Iraqi insurgents had ambushed us. Caught after dark in a copse of trees adjacent to a small northern village, I was one of the officers in charge of two Explosive Ordnance Disposal units, all enlisted men except one nurse. The other officer was my superior, Captain Derek Waters.
Shells began exploding all around us, the blasts deafening, and enemy fire erupted from the mountainside. The whoosh of the blood in my veins overpowered the explosions, turning into white noise. I yelled at my troops to run, my voice vague and far-off, and I ran like hell.
Once I escaped the woods and the gunfire, I looked back. No one was behind me. Why the fuck hadn’t they run?
More to the point, why had I bothered to run? Fuck, why had I done a lot of things in my life when I’d have been better off dying?
Why hadn’t I just stayed, stood stock still, closed my eyes, looked to the heavens…and gotten my ass shot off?
An end to all my problems…
But here I stood. Like a fucking imbecile.
Waters and two troops rushed at me.
“Steel! You okay?” Waters asked.
I nodded. Waters and the two troops crashed to the ground, panting. Still, I stood.
And the answer hit me.
I would go back in.
I would go back in under the guise of saving my men and hope that I got shot to hell. I bolted in, inst
inctively dodging fire. The first troop I came across was one of my enlisted men, Clancy Brown. He was screaming, his foot having been shot. He couldn’t get up, and blood was spurting from his lower limb. I grabbed him by the shoulders and got him onto my back, running like hell to get him out of there. When I finally cleared the copse of trees and the enemy fire, I put him down and went running back in, ignoring Waters, who was now sitting up, yelling at me to stay put.
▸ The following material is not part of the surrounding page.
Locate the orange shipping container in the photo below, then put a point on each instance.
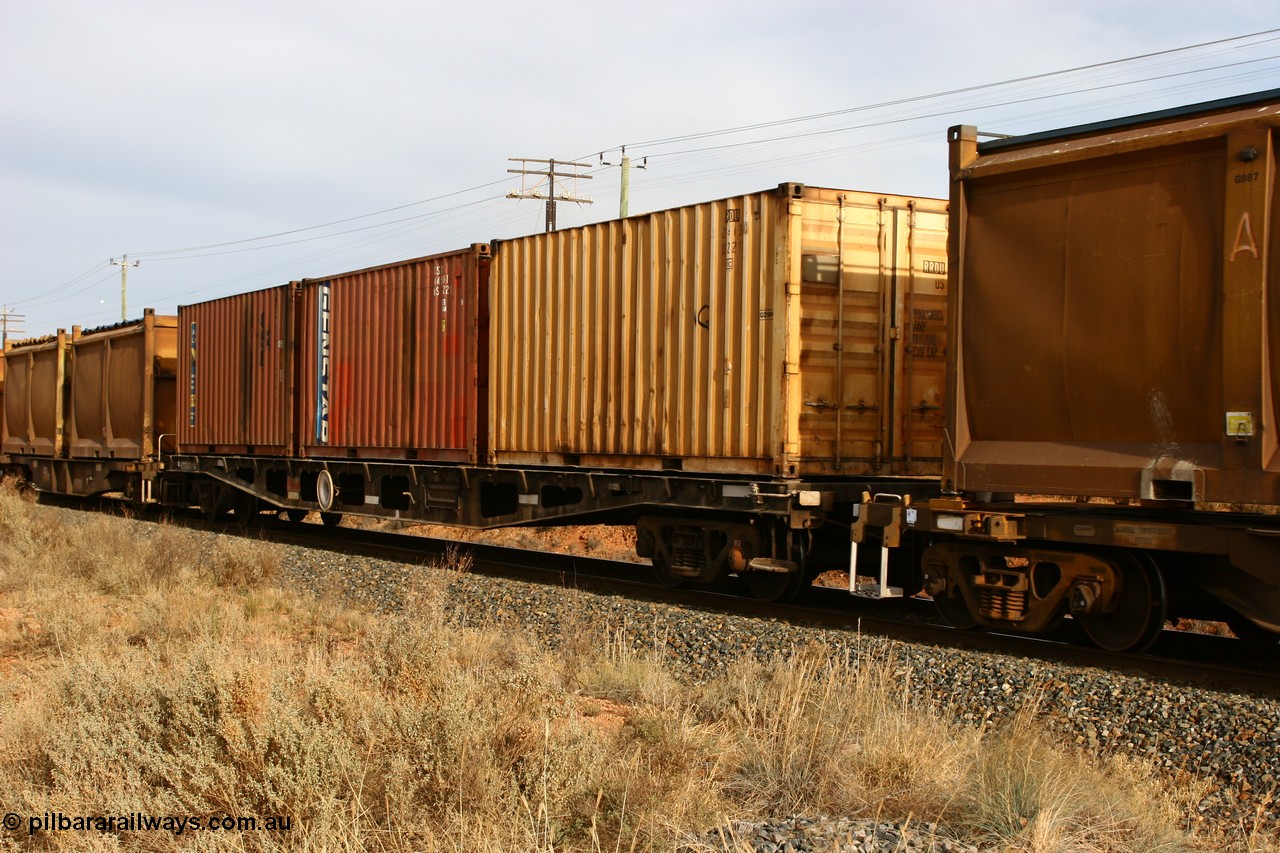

I charged back in and found my sergeant, Jensen, my second-in-command. I grabbed him and pulled him out, and he too begged me not to go back in there.
“Lieutenant, we need you! You’re fucking crazy! Don’t do it!”
But I ignored him as well, darting back through, again instinctively dodging the fire when I should’ve been putting myself in harm’s way. All told, I got four more out, including a woman, Cline, one of the nurses who had been with us.
I turned and rushed back toward the woods.
“Damn it, Steel, no!” Waters grabbed me around the neck.
I broke his choke hold easily, but Forrester, one of the men who had escaped with Waters, tackled me to the ground.
“We need you, Lieutenant.”
I broke free of Forrester with little effort and surged forward.
Waters stopped me again, with help from Jensen, Forrester, and the nurse, Cline. That woman had a motherfucking strong grip.
“I outrank you, Steel,” Waters yelled. “You’re not going back in there.”
I struggled to regain my freedom. “Your men are in there too, you son of a bitch!”
Somehow, with all the adrenaline pumping through me, I broke free and thrust my body forward again.
Forrester tackled me again.
“Let me go, Forrester. That’s a fucking order!”
Waters ran at me, throwing himself on top of Forrester and me. “You’re staying put, Steel. And that’s a fucking order, you dumb shit. Don’t you think I care as much as you do about those troops? Half of them are mine. But damn it, you’re no good to anyone dead.”